Let's Connect Some Dots, Shall We?

A couple of weeks ago, ABC 24 WPTY did a story about the City's shameful failure to follow through on its program to reimburse drivers whose cars are damaged by potholes on city streets. Reporter Jeni DiPrizio found that hundreds of requests filed had yielded only a handful of reimbursements. There was always some reason to decline payment. She did find, though, that Memphis City Attorney Robert Spence had gotten a reimbursement! (Unfortunately, there's no online version of the story, nor video archive available.)

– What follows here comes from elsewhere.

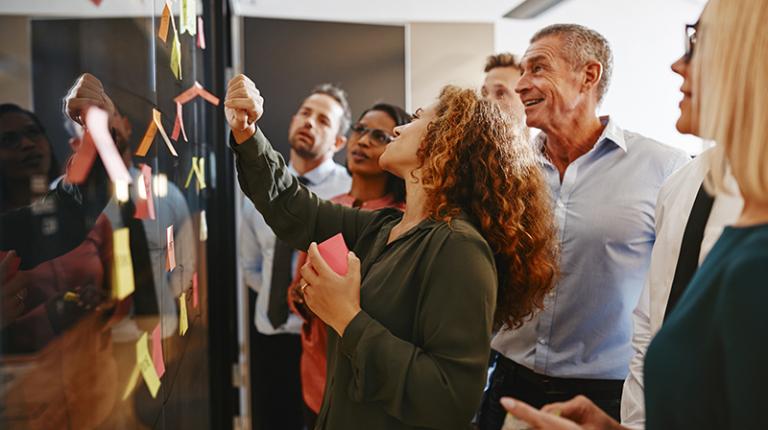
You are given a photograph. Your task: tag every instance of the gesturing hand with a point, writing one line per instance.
(243, 106)
(87, 91)
(335, 299)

Spence almost immediately filed a lawsuit for $3.5 million against WPTY and DiPrizio. He's alleging libel and slander. (Side note: the story states that he is no longer associated with his former law firm, and is "now in private practice." Is this simply some arcane requirement of city attorneys, to disassociate from potential sources of conflict, or does it mena what it implies: that Spence has a private practice even as he acts as the City's number one legal representative and advisor? I'd like to know.)

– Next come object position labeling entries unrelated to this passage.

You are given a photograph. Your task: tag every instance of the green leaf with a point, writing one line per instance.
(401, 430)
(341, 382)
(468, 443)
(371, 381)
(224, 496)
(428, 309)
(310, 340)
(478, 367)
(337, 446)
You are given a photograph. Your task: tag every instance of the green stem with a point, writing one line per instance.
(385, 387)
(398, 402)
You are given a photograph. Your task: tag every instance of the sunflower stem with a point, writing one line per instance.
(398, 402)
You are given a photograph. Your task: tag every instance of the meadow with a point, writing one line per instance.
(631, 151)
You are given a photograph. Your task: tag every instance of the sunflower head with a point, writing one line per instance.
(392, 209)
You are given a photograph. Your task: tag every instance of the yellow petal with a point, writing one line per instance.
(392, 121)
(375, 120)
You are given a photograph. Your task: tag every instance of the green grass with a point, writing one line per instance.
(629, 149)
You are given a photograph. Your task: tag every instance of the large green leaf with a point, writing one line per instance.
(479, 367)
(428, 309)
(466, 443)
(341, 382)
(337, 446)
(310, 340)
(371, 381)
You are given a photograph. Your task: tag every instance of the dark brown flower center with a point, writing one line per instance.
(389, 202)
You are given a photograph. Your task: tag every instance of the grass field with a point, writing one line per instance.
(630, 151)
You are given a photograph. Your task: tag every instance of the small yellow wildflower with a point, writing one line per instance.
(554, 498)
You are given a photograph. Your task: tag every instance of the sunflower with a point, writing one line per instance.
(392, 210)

Anyway, Spence has been a busy man. Seems that back in August, just as the State Lottery Commission was seeking a law firm to represent it in West Tennessee, he and a partner formed a legal corporation and got the contract within weeks. Unfortunately again for Spence, the law requires the firm to have been in existence for at least three years. He had read the law as meaning that the principals in the firm had to have at least that much experience, not the actual firm itself. Oops!

The devil, as they say, is in the details:
Allan Wade, attorney for the Memphis City Council, and City Atty. Robert Spence formed their partnership in August for the purpose of working with the lottery. Wade said they joined the Waller-led consortium at the suggestion of lottery officials.

"Robert and I individually have more than three years experience, obviously," Wade said. "The issue of stability of the firm was what that (three-year requirement) was designed to address. . . . That was satisfied when they picked Waller and asked us to join that consortium."

The selection of Wade & Spence helped lottery officials toward the goal of 15 percent minority participation in the awarding of contracts.
A cozy arrangement, eh? The firm that gets the contract needs more blacks to satisfy the law. The City's Numero Uno legal eagle quickly slaps together an LLC and joins in, at the request of the State. Kinda like the old gay staple of the "beard," the woman who acts like the girlfriend to provide cover for the closeted gay.

It's a nice, cozy world that Mr. Spence lives in, isn't it?